J’aurais difficilement pu échapper aux dangers de la Deuxième Guerre mondiale, mais pourquoi nous avais-je exposés, ma femme et moi, à ces troubles en Afrique de l’Est ? La réponse est étroitement liée à notre détermination à servir Jéhovah.
Sur la voie de la détermination
Je suis né en 1934 à Helsinki. Mon père était peintre, et son métier l’a amené à travailler sur le bâtiment abritant le siège (Béthel) des Témoins de Jéhovah de Finlande. Là, on lui a parlé des réunions organisées localement et, de retour à la maison, il en a fait part à ma mère. Elle ne s’est pas mise tout de suite à assister à ces réunions. Par contre, elle a commencé à discuter de sujets bibliques avec une collègue qui était Témoin. Elle a rapidement pris à cœur ce qu’elle apprenait et, en 1940, elle est devenue Témoin de Jéhovah en se faisant baptiser.
C’est un peu avant cela que ma grand-mère m’avait pris chez elle, à la campagne ; je devais y rester le temps que durerait la guerre. Dans ses lettres à sa jeune sœur et à ma grand-mère, ma mère, qui était restée à Helsinki, parlait des croyances des Témoins de Jéhovah. Ma grand-mère et ma tante s’y sont toutes deux intéressées et elles m’ont communiqué cette connaissance. Des représentants itinérants des Témoins de Jéhovah nous ont rendu visite afin de nous encourager. Mais je n’étais pas encore déterminé à servir Dieu.
Ma formation théocratique débute
À la fin de la guerre, en 1945, je suis rentré à Helsinki et ma mère a commencé à m’emmener aux réunions des Témoins de Jéhovah. Je lui faisais parfois faux bond pour aller au cinéma. Mais elle me parlait toujours du discours qu’elle avait entendu et elle attirait constamment mon attention sur un point : Har-Maguédôn était imminent. Lorsque j’en ai été convaincu, j’ai cessé de manquer les réunions. À mesure que ma compréhension de la vérité biblique augmentait, mon désir de participer à toutes les activités de la congrégation augmentait aussi.
J’aimais particulièrement les assemblées. En 1948, j’ai assisté à l’assemblée de district qui se tenait près de chez ma grand-mère, où je passais mes vacances d’été. Un de mes amis, qui allait se faire baptiser à cette occasion, m’a encouragé à l’imiter. Quand je lui ai dit que je n’avais pas emporté de maillot de bain, il m’a proposé de me prêter le sien. J’ai accepté. Je me suis donc fait baptiser le 27 juin 1948, dans ma 14e année.

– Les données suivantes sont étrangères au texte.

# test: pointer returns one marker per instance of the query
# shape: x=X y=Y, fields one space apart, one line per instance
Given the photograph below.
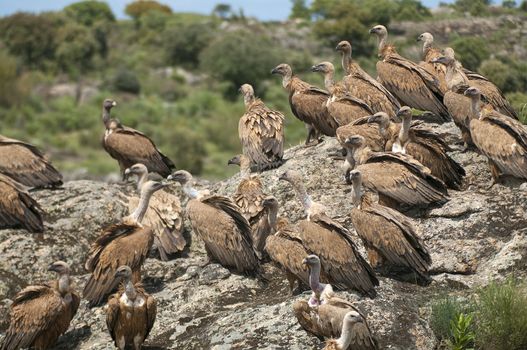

Après l’assemblée, des amis de ma mère l’ont mise au courant. Lorsque nous nous sommes revus, elle a voulu savoir pourquoi j’avais pris une décision aussi importante sans l’avoir consultée. Je lui ai expliqué que je comprenais les enseignements fondamentaux de la Bible et que j’étais conscient d’être responsable de ma conduite devant Jéhovah.
Ma détermination s’affermit
Les frères de ma congrégation m’ont aidé à renforcer ma détermination à servir Jéhovah. Ils m’accompagnaient dans le ministère de maison en maison et, presque chaque semaine, ils m’attribuaient des participations aux réunions (Actes 20:20). À 16 ans, j’ai prononcé mon premier discours public, et je n’ai pas tardé à être nommé serviteur aux études bibliques. Toutes ces activités spirituelles m’ont aidé à mûrir. Néanmoins, je devais encore vaincre ma crainte de l’homme.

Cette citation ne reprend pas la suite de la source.